(460b) Cell Specific Tailoring of the Extracellular Matrix Protein Composition in Advanced Multicellular Pancreatic Cancer Models

Pancreatic Ductal Adenocarcinoma (PDAC) is the 7th leading cause of cancer related deaths worldwide. Furthermore, the survival rate of PDAC is very low, i.e., the 5-year survival rate is only 11% and has barely improved over the last decades^1,2. This is partly attributed to the PDAC’s complex tumour microenvironment (TME). The TME is a cocktail of biomechanical, cellular and biochemical factors which contribute to the progression of the disease and its response (and resistance) to current therapeutic methods. Therefore, to perform advanced and more accurate studies of the disease and its’ treatment resistance mechanisms it is vital to develop robust, in vitro tumour models that can capture various features of the PDAC TME. We have previously developed a poly urethane (PU) based 3D pancreatic cancer model using (i) pancreatic cancer cells (monocellular model) and (ii) pancreatic cancer cells, stellate cells and endothelial cells, i.e., cells abundantly found in PDAC’s in vivo TME (multicellular model).We have shown long term physiological maintenance, feasibility of extracellular matrix (ECM) mimicry, mimicry of PDAC fibrosis/desmoplasia, and we have mapped effect of hypoxia^3-6.

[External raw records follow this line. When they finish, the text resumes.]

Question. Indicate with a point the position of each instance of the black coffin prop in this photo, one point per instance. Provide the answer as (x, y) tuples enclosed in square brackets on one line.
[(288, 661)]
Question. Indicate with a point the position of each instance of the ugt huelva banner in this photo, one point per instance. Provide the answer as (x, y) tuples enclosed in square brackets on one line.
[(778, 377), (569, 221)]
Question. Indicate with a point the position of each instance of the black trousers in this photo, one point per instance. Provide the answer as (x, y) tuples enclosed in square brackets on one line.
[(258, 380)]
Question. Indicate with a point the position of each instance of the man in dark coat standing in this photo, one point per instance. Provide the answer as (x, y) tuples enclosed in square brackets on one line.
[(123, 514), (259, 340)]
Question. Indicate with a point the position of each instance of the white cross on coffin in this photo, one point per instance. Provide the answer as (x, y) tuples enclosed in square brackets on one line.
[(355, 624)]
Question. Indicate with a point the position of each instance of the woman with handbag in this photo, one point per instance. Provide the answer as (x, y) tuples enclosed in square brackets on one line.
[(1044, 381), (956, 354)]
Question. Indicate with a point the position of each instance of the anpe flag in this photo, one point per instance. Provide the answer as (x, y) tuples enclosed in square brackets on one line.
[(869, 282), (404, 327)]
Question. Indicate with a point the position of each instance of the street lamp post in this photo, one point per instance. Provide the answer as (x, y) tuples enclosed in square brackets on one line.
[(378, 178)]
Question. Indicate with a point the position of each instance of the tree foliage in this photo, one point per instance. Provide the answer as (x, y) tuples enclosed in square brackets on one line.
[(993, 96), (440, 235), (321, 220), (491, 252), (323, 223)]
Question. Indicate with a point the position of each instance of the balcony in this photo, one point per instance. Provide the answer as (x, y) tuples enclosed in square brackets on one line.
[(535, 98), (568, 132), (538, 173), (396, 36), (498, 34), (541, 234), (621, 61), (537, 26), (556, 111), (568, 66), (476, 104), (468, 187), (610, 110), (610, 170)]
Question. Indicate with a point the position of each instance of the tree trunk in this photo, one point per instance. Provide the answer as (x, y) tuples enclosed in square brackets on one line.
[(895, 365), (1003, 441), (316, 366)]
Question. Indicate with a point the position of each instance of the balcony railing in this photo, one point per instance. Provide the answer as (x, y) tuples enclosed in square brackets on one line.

The current work focusses on further development of our scaffold assisted multicellular model via screening and systematically comparing the effect of different ECM proteins on the long-term cell evolution in the two compartments of our model (cancer vs stromal)

METHODS:

PU scaffolds were prepared as per previously published protocols^3-6. Absorption based surface modification of the scaffolds enabled coating with ECM proteins, i.e., laminin, collagen I and/or fibronectin followed by incorporation of different cell types (cancer cells, activated stellate cells and endothelial cells) within the equivalent stromal and cancer compartments. The effect of ECM coatings and their combinations for both model compartments were systematically assessed (>4 weeks). Different cancer cell lines, i.e., PANC-1, BxPC-3 and A-PC-1, were used to validate the robustness of our study and to screen the entire range of the disease (poorly differentiated – well differentiated pancreatic cancer). Imaging of cellular proliferation/spatial organisation and ECM secretion was carried out along with q-PCR assessment of various biomarkers, e.g. EMT or metastatic markers.

RESULTS:

Our study shows that cancer cell and stromal cells show preference to different ECM proteins (including ECM combinations) for optimal growth. All cancer cell lines showed a preference for fibronectin and laminin coated scaffolds in comparison to collagen I, which led to less dense cell aggregates and lower viability 4 weeks after seeding. In contrast, the stromal compartment (containing activated stellate cells and endothelial cells) showed very high viability and dense cell cluster formation in the scaffolds 4 weeks after seeding for all ECM coatings studied. However, the protein coating of the scaffolds affected the stroma functionality in terms of ECM secretion. More specifically, fibronectin coating of the scaffolds resulted in lower collagen-I secretion by the stroma, in contrast to collagen coating which resulted in much higher collagen-I secretion by the stroma. Laminin coating promoted the secretion of both collagen-I and fibronectin by the stroma Furthermore, different ECM combinations affected the cell biomarker upregulation.

CONCLUSION:

Our data show the importance of ECM protein tailoring and combination for the growth, proliferation and functionality of both cancer and stromal cells in terms of ECM protein secretion and EMT and/or ECM biomarker upregulation in vitro. Additionally, our work highlights the importance of developing zonal/spatial cellular and matrix structures in 3D for the accurate mimicry of the tumour tissue architecture, therefore, contributing to the design of more robust PDAC mimicries in vitro.

ACKNOWLEDGMENTS:

E.V. is grateful to the Medical Research Council UK for a New Investigator Research Grant (MR/V028553/1), which also financially supports P.G.

REFERENCES:

[1] Khalaf et al., Clinical Gastroenterology and Hepatology, 2021;19(5)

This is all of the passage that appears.